Wayfinding: A Late Summer Koan


This morning I am acutely aware of the space in between things and what happens in that space as we transition from one thing to the next, like from sleeping to waking or from meditation to answering emails. By late morning my mind is buzzing with abundance- news of current events, lists of things needing to be done and questions that have no answers. I take refuge in the woods up the road, creating space to open to a larger perspective. As I start out on the path, I wonder: In what ways can we assimilate all the information that constantly bombards our senses? What helps us orient through change from a place of wholeness? How can we sort through the demands of life to hear and bring out the inner truth contained within our heart and soul? How can we live in reciprocity with the heart and soul of the world? How do we navigate the intensity and chaos of these times with our full presence?


“… the genius of… navigation lies not in the particular but in the whole, the manner in
which all of these points of information come together in the mind of the wayfinder…
You only know where you are by knowing precisely where you have been and how you

got to where you are.” 1


The Myth of Beginnings and Endings


“Excuse me.

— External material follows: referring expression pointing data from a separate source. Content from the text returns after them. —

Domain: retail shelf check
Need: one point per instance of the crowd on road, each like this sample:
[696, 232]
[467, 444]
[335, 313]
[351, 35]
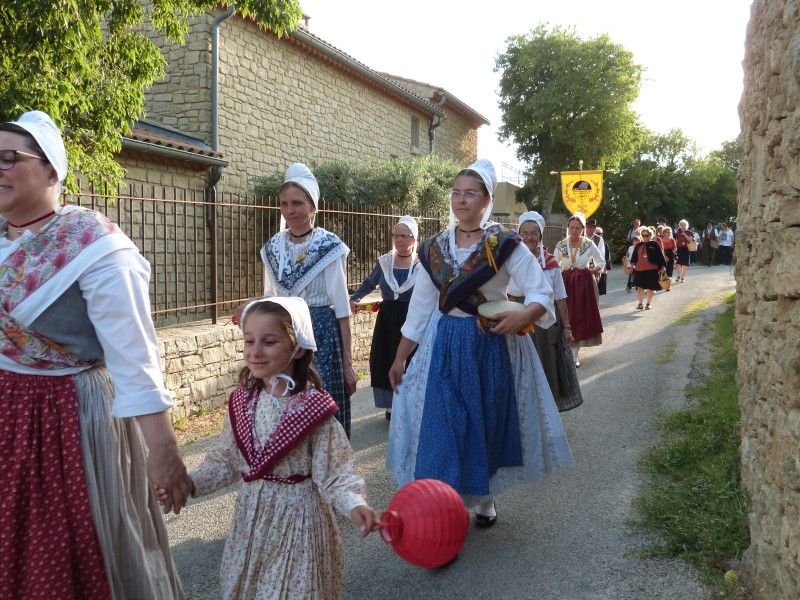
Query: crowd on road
[474, 354]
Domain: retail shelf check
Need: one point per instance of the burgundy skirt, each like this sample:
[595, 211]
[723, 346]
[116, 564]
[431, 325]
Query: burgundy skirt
[584, 311]
[48, 544]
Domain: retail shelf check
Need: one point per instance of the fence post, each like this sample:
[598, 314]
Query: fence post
[211, 217]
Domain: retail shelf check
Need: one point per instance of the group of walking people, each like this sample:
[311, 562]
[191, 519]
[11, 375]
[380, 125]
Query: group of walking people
[93, 453]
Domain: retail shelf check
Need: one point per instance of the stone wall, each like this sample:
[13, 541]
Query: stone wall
[158, 172]
[768, 288]
[201, 362]
[281, 102]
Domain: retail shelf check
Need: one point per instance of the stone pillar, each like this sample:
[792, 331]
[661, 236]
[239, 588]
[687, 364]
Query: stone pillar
[768, 287]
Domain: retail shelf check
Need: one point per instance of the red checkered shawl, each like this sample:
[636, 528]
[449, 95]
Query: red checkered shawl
[304, 413]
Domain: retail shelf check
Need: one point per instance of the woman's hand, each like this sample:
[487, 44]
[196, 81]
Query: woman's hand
[510, 322]
[365, 518]
[162, 495]
[396, 373]
[350, 379]
[166, 471]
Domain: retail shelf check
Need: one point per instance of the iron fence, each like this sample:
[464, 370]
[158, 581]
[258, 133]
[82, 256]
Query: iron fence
[204, 249]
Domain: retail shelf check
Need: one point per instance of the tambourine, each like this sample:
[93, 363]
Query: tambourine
[368, 307]
[488, 310]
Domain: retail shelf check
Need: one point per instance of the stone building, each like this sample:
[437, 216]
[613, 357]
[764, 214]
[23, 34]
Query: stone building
[768, 297]
[237, 102]
[265, 102]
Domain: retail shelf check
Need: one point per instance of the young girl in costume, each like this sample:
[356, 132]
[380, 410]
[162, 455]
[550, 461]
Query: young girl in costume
[281, 438]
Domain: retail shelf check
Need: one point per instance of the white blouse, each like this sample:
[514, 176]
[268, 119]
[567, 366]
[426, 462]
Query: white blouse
[522, 265]
[582, 255]
[116, 290]
[326, 290]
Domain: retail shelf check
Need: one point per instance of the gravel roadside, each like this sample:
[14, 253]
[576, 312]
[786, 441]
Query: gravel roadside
[565, 538]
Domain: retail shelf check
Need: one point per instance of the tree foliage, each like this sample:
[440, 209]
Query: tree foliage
[665, 177]
[88, 63]
[566, 99]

Can you tell me if this path ends?” I pause and search for an answer. I have been hiking a maze of pathways through the dense vegetation of old growth woodlands for an hour and a half. By now, layers of ordinary reality have dissolved into the humid atmosphere and the boundary of my flesh has opened to include snake, blackberry, rosehip, bumble bee, moth, salal, raindrops, maple tree and more helping my linear mind release its grip and allowing it to become one with my heart, body, senses and environment. Her question registers like a Zen koan.